The names Anus, Pluto and Monkey have all been denied.  (The Anus kid got lucky his parents are NOT  in the U.S.)

New Zealand

The New Zealand Birth, Deaths, and Marriage Registration Act of 1995 doesn't allow people to name their children anything that might cause offense to a reasonable person....is unreasonably long or without reasonable justification.  Some of the names that have been rejected are Fish and Chips, Twisty Poi, Keenan Got Lucky, Sex Fruit, Satan and Yeah Detroit.


 Sweden.

A Swedish couple has been fined for failing to register a legally approved name for their seven-year-old child, who is presently called "Brfxxccxxmnpcccclllmmnprxvclmnckssqlbb11116" (pronounced "/ˈalˌbin/"). They've offered to change the kid's name to "A," but the Swedish government says that won't do, either.
 Because the parents (Elizabeth Hallin and an unidentified father) failed to register a name by the boy's fifth birthday, a district court in Halmstad, southern Sweden, fined the parents 5,000 kronor (US $682 at the time). Responding to the fine, the parents submitted the 43-character name in May 1996, claiming that it was "a pregnant, expressionistic development that we see as an artistic creation." The parents suggested the name be understood in the spirit of 'pataphysics. The court rejected the name and upheld the fine.

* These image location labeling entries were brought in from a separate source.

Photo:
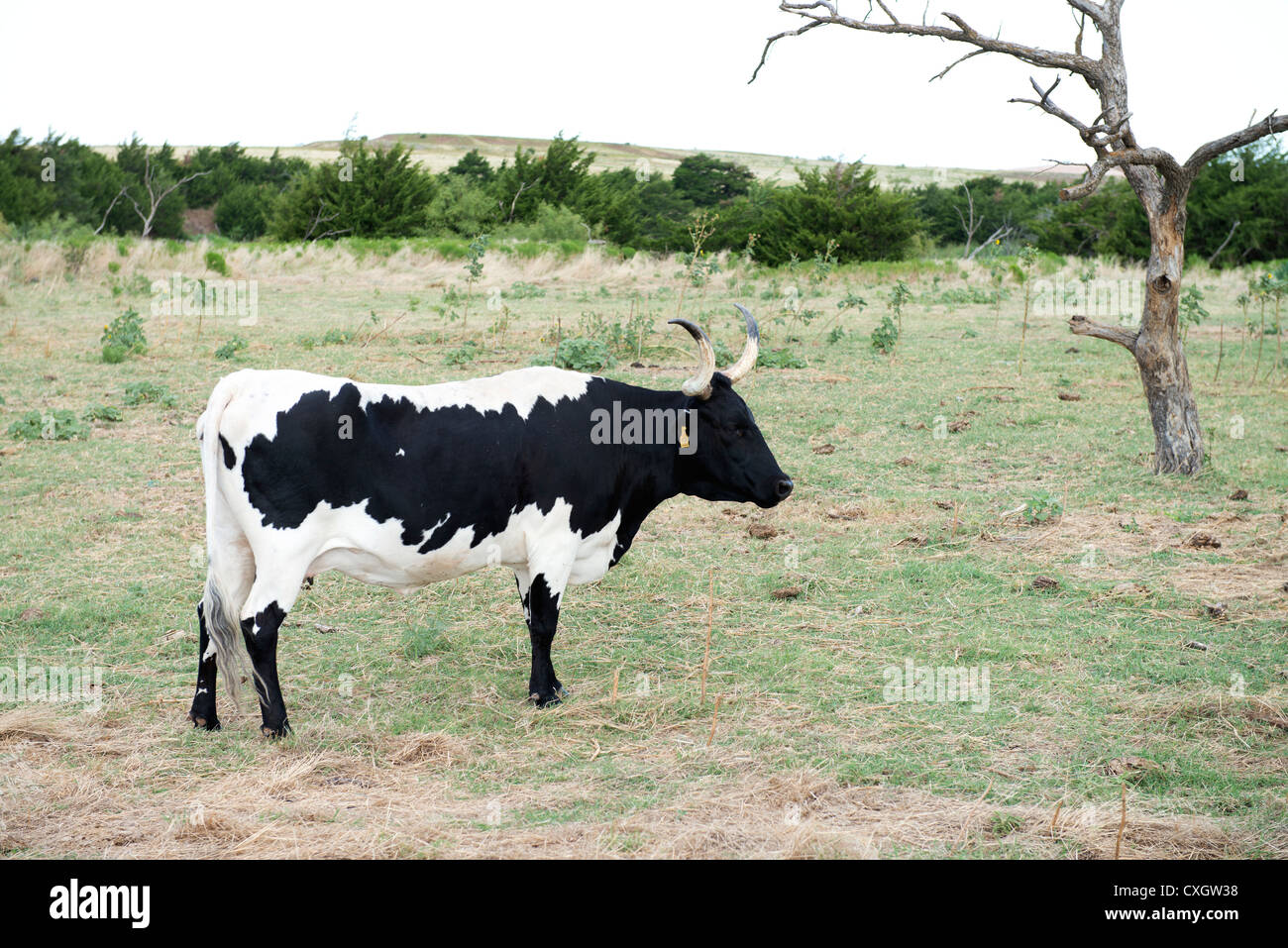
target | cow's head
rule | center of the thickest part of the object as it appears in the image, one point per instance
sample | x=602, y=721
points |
x=730, y=459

How Crabby talked a Swedish cop into trying to extradite  Cheryl P. to Sweden is puzzling.  As we are from the U.S.  we can name a kid nearly anything our creative minds can think of.



Thought Number Two:  How Did I Get By With Naming Crabby Pants.


Unfortunately, Crabby Pants got wind of the concept of unusual names aren't necessarily allowed everywhere and is trying to have me extradited to Sweden. The big problem, though, is I am American. They can't  touch me....oh and there is the fact Crabby Pants is one of my alter egos.

Cheryl P.  Crabby Pants, you are just the part of me that acts childishly, and is perpetually  crabby.  You should thank me for having a vivid imagination or you wouldn't even exist.  You do understand you and I are one in the same.  We even have the same initials.  C.P.

Crabby Pants...What?  I am not a young girl??  Exactly HOW OLD are we talking, here?

Cheryl P.  Whoa!.... let me stop you right there, my snotty little friend.  Be careful about using the word OLD.  Technically you and I are the same age and we don't consider ourselves all THAT old. 

Crabby Pants...So why did you give Sweet P. such a cute name?

Cheryl P.  Because Sweet Pea is our alter that is sweet and kind.  She has all the southern charm that we were taught growing up in the South.  

Crabby Pants:  Sweet, huh??? No wonder she doesn't come around much. Where is Witchy Cheryl these days?  She is much more to my liking.

Cheryl P.  She is always close at hand, my crabby friend. 

Three Faces of Eve...Eve was an amateur.  We have dozens...yes...dozens of alter-egos.